Delegate Pat McGeehan on guns and abortion
He’s not quite the constitutional conservative that he thinks he is
Last Tuesday, Bishop Mark Brennen of the Diocese of Wheeling-Charleston issued a statement calling for more action on gun violence. (The Wheeling Intelligencer carried it here.) From that statement:
“We have put our heads in the sand so that we don’t have to face the truth: the proliferation of guns is a strong contributing factor to the surge of violence in our communities,” he said. “We can speak all day about the right to own a gun, but rights must be balanced with responsibilities. We have a duty not only to defend individual rights but also to promote the common good. The pendulum has swung too far to the side of individual rights. It is time to take effective steps to curb the plague of gun violence.”
Republican Delegate Pat McGeehan from Hancock County was quick to respond. McGeehan called Bishop Brennen a “cafeteria Catholic” on Twitter and made additional comments to WV Metro News:
Delegate Pat McGeehan, R-Hancock, and a member of the diocese, did not agree with the bishop’s statement.

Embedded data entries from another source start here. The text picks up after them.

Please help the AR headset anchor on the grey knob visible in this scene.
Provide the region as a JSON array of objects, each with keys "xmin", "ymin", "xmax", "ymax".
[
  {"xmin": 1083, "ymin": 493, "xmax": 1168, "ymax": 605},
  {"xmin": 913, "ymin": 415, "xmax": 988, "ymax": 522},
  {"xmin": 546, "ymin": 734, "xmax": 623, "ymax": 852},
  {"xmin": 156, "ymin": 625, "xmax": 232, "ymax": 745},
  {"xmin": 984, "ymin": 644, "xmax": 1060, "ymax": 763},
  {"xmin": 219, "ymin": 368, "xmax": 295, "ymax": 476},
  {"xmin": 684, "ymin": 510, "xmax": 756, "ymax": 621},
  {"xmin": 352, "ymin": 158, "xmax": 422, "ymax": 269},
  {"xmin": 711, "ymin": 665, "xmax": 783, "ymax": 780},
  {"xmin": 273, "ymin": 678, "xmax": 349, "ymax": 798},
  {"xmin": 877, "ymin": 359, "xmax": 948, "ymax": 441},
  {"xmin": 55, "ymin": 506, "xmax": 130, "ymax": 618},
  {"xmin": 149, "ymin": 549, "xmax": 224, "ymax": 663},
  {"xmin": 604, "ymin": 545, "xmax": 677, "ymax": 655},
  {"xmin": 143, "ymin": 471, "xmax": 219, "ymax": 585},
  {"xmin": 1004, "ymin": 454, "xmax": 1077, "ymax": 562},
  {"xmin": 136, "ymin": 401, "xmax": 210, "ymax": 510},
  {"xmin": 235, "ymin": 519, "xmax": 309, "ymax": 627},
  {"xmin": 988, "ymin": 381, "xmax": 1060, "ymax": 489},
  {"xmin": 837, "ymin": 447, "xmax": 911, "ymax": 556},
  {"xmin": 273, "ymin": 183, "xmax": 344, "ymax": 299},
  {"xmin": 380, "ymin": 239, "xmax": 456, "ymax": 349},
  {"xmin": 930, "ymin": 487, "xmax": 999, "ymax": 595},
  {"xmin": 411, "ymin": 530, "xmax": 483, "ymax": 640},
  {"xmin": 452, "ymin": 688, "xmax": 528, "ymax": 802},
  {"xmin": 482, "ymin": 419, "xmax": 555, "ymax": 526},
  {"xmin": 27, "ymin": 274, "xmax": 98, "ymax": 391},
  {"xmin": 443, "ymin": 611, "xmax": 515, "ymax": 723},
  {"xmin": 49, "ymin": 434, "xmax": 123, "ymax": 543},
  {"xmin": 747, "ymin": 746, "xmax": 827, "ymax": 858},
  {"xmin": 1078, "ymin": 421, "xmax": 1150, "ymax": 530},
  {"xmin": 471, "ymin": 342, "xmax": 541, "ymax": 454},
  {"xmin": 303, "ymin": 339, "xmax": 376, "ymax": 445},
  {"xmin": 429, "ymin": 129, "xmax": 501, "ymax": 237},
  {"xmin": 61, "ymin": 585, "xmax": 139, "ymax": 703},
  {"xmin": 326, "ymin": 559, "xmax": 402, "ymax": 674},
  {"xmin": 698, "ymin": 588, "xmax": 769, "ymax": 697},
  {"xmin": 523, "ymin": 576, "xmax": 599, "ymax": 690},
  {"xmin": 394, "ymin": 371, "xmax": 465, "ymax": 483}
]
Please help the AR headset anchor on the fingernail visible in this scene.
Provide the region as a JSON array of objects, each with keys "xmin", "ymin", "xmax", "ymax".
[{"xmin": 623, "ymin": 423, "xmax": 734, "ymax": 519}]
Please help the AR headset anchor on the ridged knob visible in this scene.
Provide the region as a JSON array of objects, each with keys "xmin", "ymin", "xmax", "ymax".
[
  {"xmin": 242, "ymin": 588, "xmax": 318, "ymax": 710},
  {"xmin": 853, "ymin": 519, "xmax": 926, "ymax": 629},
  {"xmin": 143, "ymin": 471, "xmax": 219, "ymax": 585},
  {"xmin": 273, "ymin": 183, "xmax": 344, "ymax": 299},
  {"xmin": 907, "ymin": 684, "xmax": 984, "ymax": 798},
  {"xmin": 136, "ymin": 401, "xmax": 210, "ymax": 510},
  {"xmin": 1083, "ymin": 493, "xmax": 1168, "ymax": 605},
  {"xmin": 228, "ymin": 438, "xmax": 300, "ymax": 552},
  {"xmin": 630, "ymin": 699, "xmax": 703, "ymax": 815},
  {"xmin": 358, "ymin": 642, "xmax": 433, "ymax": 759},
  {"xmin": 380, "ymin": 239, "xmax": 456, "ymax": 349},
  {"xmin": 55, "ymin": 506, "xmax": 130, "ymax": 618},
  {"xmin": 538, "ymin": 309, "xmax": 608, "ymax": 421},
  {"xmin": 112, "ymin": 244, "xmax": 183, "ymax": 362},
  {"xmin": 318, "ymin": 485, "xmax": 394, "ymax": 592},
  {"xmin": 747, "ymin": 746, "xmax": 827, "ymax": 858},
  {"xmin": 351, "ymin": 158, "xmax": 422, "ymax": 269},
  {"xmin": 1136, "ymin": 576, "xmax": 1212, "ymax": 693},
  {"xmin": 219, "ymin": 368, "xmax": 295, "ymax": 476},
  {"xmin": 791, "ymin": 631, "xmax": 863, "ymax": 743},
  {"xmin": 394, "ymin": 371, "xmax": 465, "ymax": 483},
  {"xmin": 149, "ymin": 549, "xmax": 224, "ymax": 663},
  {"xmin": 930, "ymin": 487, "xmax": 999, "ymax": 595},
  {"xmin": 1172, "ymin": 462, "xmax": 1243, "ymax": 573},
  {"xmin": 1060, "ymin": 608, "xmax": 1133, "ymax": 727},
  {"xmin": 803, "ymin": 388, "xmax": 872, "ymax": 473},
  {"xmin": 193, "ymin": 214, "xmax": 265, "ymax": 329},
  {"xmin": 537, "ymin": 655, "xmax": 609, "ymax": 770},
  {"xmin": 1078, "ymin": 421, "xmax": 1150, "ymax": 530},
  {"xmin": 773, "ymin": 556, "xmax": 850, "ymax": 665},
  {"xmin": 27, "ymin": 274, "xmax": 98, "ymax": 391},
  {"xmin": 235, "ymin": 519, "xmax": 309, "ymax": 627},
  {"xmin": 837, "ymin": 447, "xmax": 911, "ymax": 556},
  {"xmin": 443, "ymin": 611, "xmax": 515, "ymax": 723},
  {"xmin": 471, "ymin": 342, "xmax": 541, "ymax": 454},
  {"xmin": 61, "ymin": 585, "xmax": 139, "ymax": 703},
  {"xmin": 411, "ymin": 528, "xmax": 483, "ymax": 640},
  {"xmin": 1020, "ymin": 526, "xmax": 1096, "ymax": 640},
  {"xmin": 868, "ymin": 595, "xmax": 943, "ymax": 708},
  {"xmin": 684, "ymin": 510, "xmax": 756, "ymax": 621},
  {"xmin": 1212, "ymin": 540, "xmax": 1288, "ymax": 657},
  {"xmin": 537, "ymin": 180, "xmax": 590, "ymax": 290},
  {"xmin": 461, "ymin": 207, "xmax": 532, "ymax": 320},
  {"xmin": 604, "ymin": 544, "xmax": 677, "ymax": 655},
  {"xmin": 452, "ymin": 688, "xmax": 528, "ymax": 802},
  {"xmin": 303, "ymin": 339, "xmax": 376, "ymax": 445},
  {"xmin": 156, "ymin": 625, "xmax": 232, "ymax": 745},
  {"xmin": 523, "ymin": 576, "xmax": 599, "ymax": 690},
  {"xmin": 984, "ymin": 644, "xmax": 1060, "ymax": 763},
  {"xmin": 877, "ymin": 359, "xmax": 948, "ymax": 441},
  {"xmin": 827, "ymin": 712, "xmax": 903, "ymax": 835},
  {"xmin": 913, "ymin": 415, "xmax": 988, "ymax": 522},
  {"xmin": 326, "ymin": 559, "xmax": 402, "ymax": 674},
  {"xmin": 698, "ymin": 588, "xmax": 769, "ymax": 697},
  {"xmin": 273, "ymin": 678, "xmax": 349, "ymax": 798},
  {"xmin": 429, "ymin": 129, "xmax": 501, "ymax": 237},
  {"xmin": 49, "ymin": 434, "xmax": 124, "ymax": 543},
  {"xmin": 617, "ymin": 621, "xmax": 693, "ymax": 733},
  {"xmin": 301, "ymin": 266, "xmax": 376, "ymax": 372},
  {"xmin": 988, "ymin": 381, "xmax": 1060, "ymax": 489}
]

He told MetroNews the letter looks like it was ‘written for children’ with ‘simpleton language.’
And:
“His letter is radical, left-wing political ideology, sprinkled with religious language,” McGeehan said.
In the process, McGeehan misquoted the bishop:
“The bishop openly writes in his letter that pious words have lost all credibility. Please tell me he didn’t really mean that. Does the bishop no longer believe in the sacred value of prayer,” McGeehan asked.
No, the bishop did not say that. What Brennen wrote was clearly tied to mass shootings:
Pious words lamenting mass shootings have lost all credibility. Action is needed.
(My hunch is that the bishop was referencing the now-cliched “thoughts and prayers” response that we frequently hear after mass shootings.)
Patrick McGeehan has picked a fight with Bishop Mark Brennen. Is McGeehan running for something? He certainly looks like it.
Pat McGeehan’s copy of the Constitution is apparently missing some amendments
McGeehan has long called himself a constitutional conservative: a person who strictly adheres to the letter of the country’s founding document. In practice, however, it would appear that his self-designation is applied quite selectively. For instance, here is constitutional conservative McGeehan on the Second Amendment:
I will never vote for any legislation that infringes on an individual's right to keep and bear arms. The Second Amendment must be kept sacred and protected at all levels.
On the other hand, McGeehan has no problem with a law that would criminalize the speech of someone exercising their First Amendment rights to speak or write about abortion rights. Two months ago, the West Virginia legislature passed abortion legislation. As Mountain State Spotlight wrote at the time:
After the abortion ban passed the House, a resolution — effectively, a statement without the power of law — was introduced by Del. Pat McGeehan, R-Hancock:
The resolution said that the abortion ban was just the beginning, even saying that the law should “designate as criminal” pro-abortion “propagandists.”
McGeehan wants to criminalize speech: so much for defending the First Amendment and the Constitution. He fits right in, however, in West Virginia's Trump Party.